We can arrest runaway global warming, by targeting climate super pollutants now. That’s why we recently launched Global Heat Reduction Initiative (GHR). “Our goal is to help business and organizations of all stripes speed up the fight against global warming,” said Executive Director Kiff Gallagher. “By acting on the most potent heat drivers, we can see results in years, not decades.”
Did you know that roughly half of all current anthropogenic global warming is caused by climate super pollutants such as methane, black carbon, and HCFs? Or that methane alone is responsible for about 30 percent of all warming since the industrial Revolution? As we step up efforts to reduce carbon emissions, simultaneously tackling super pollutants will provide the turbo boost we need now:
- Super pollutants are many times more potent than CO2. Methane is 150 times stronger in the first year it is emitted. Black carbon up to 52,000 times.
- But they are also short-lived. While CO2 heats up the atmosphere for centuries, methane disappears within 10-12 years and black carbon within days.
- This means bigger near-term results.

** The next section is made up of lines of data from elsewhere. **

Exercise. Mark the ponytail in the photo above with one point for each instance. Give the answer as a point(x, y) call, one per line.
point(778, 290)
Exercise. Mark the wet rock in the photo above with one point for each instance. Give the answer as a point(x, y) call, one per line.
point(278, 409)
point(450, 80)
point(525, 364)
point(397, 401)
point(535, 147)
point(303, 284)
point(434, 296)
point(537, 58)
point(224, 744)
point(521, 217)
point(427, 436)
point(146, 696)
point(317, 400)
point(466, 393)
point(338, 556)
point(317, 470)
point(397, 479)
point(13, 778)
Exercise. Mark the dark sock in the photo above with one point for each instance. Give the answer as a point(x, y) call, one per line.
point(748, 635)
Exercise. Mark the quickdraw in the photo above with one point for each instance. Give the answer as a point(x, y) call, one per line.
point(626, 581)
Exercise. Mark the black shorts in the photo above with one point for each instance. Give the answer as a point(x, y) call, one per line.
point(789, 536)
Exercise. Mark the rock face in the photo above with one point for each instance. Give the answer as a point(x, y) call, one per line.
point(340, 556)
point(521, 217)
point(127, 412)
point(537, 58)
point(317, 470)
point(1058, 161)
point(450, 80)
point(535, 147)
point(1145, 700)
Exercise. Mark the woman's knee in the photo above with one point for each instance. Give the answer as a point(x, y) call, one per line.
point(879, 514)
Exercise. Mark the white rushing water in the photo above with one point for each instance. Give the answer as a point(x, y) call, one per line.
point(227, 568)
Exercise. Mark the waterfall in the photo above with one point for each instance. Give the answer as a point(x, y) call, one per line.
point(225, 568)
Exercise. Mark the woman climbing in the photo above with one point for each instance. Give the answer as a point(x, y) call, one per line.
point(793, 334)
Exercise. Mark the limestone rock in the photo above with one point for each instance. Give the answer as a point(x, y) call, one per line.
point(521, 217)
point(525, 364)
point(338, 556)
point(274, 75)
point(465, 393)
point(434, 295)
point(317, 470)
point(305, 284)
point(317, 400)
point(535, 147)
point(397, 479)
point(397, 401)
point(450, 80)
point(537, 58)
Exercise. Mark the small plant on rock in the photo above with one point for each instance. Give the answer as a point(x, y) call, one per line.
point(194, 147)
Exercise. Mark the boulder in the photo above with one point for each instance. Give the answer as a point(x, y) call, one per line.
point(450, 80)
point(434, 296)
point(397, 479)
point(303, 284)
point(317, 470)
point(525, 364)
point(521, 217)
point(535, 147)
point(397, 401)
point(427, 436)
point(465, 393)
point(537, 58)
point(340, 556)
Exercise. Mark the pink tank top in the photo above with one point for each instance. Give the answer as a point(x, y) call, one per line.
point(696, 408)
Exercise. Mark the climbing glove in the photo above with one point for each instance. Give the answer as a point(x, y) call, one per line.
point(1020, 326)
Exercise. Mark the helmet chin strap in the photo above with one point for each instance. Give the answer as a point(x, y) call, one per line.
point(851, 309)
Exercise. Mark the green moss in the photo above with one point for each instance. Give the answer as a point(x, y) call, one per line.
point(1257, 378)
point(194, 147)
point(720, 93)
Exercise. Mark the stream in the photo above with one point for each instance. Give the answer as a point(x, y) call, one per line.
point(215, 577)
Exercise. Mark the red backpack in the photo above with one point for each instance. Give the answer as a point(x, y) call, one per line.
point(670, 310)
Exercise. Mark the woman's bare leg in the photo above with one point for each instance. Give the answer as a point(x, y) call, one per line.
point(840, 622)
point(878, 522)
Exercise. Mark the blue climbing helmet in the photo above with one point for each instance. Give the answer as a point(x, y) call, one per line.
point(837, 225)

One tonne of avoided black carbon emissions this year is more than 8 times more powerful by 2030 than by avoiding 1000 tonnes of CO2.
What GHR is doing: GHR offers a game-changing, peer-reviewed climate accounting method based on the latest IPCC science, clarifying the actual heat impacts of any climate driver over both the short and the long term. It’s something conventional climate accounting methods can’t do, and it underpins GHR’s new services:
- Registry: GHR recently launched a climate registry to finance super pollutant reduction projects that have been undervalued by carbon markets and enable buyers to make heat reduction claims on their path to net zero.
- Footprinting: Providing the most complete climate footprints available today, assessing not only CO2 and other greenhouse gases, but also traditionally overlooked super pollutants and even changes in the earth’s heat reflectivity (albedo), over any time frame. This new, actionable data helps users to make more informed mitigation investment decisions.
- Advisory: Offering expert insight and analysis to support public and private organizations as they develop climate strategies and investments, including heat impact assessments of development and infrastructure projects.
Why this matters: “The next decade is crucial,” said Gallagher. “To avoid irreversible climate tipping points, we must act fast and with the best information available. With GHR, corporations and governments can now do so in a smart, cost-effective manner.”
The long view: While slashing super pollutants can give us a big boost, getting to net zero on CO2 by 2050 remains paramount. Fortunately, super pollutant reductions are feasible with existing, off-the-shelf technologies. There is no reason that we can’t do both at the same time.